Herne Bay Steam Boat Co v Hutton [1903] 2 KB 683
CONTRACT OF HIRING, LIABILITY OF HIRER, FAILURE OF FUTURE EVENT, SUBJECT MATTER OF A CONTRACT, FOUNDATION OF A CONTRACT, RISK, DEMISE OF SHIP
Facts
A Royal naval review was planned to take place in Spithead on 28 June 1902. The plaintiff and the defendant agreed in writing that the plaintiff’s steamship Cynthia would be at the defendant’s disposal on 28 and 29 June to take passengers from HerneBay for the purposes of viewing the naval review and for a day’s cruise around the fleet. This was subject to a specified deposit and rental fee. On signing of the agreement, the defendant paid the deposit. On 25 June, the review was cancelled. The plaintiffs contacted the defendant for instructions and informed him that the ship was ready to start and they demanded a payment. The plaintiffs received no reply, so they decided to use the ship for their own purposes on 28 and 29 June and made a profit from this use. On 29 June, the defendant repudiated the contract in whole. The plaintiffs took an action against the defendant to recover the balance for the rent less of the profits they made by the use of the ship during the two days.
Issue
Were the plaintiffs entitled to recover the rent due for the two days despite the fact that Royal naval review was cancelled?
Held
The decision was in favour of the plaintiffs.
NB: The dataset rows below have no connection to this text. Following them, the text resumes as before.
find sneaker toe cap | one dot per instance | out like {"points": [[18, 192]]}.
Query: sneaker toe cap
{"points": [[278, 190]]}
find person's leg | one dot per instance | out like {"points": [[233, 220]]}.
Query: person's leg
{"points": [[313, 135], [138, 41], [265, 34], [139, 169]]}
The plaintiffs were entitled to recover the rent arrears since:
(1) the venture was the defendant’s and therefore, the risk was his alone;
(2) the taking place of the Royal naval review was not the sole basis of the contract, so there had been no total destruction of the subject matter of the contract.
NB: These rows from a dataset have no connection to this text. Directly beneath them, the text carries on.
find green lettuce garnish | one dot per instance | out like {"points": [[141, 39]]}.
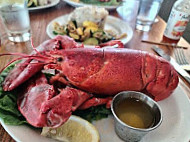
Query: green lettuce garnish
{"points": [[97, 2], [9, 112]]}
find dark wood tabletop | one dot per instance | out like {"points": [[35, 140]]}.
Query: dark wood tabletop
{"points": [[40, 19]]}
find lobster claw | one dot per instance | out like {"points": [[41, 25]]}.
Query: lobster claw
{"points": [[29, 67], [43, 107]]}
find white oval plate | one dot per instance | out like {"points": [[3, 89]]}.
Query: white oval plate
{"points": [[113, 23], [79, 4], [53, 3], [174, 128]]}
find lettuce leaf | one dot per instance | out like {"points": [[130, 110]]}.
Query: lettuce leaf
{"points": [[97, 2], [9, 112]]}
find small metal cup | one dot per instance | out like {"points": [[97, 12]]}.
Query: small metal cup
{"points": [[129, 133]]}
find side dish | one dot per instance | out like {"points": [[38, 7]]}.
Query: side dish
{"points": [[86, 24]]}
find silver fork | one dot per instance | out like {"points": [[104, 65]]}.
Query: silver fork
{"points": [[181, 59]]}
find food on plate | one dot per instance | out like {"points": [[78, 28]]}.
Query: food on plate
{"points": [[35, 3], [86, 24], [83, 77], [135, 113], [100, 2], [75, 129]]}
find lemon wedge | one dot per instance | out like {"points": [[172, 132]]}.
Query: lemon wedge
{"points": [[75, 129]]}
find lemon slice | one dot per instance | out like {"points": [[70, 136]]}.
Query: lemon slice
{"points": [[75, 129]]}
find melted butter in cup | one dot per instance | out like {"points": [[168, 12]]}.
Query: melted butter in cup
{"points": [[135, 114]]}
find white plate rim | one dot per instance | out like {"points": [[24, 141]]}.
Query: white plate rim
{"points": [[79, 4], [184, 101], [127, 27], [53, 3]]}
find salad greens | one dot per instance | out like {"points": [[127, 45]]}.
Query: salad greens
{"points": [[97, 2], [10, 114]]}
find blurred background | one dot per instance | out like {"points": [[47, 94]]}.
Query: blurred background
{"points": [[165, 12]]}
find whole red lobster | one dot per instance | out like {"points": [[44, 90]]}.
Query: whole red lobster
{"points": [[87, 73]]}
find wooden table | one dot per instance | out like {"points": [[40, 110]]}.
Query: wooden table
{"points": [[40, 19]]}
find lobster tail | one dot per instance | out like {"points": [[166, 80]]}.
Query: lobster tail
{"points": [[159, 77]]}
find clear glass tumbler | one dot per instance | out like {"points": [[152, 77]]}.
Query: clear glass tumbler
{"points": [[148, 10], [15, 18]]}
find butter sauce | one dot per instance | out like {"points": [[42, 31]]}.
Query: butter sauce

It was held further that the contract did not operate as a demise of the ship.
Updated 21 March 2026
This article accurately summarises the facts, issues, and holdings in Herne Bay Steam Boat Co v Hutton [1903] 2 KB 683. The case remains good law and continues to be cited as a leading authority on the doctrine of frustration, particularly in distinguishing cases where a contract is frustrated from those where a supervening event merely affects one party’s purpose or commercial expectations. The decision is regularly contrasted with Krell v Henry [1903] 2 KB 740, where frustration was successfully established on similar Coronation-related facts. No subsequent statutory change or judicial decision has overruled or materially altered the principles stated in this article. The doctrine of frustration in English law continues to be governed by common law principles as developed in cases such as Davis Contractors Ltd v Fareham UDC [1956] AC 696 and J Lauritzen AS v Wijsmuller BV (The Super Servant Two) [1990] 1 Lloyd’s Rep 1, all of which are consistent with the approach taken in this case. Readers should note that the article focuses purely on case summary and does not address the broader modern law of frustration, but what it does state remains accurate.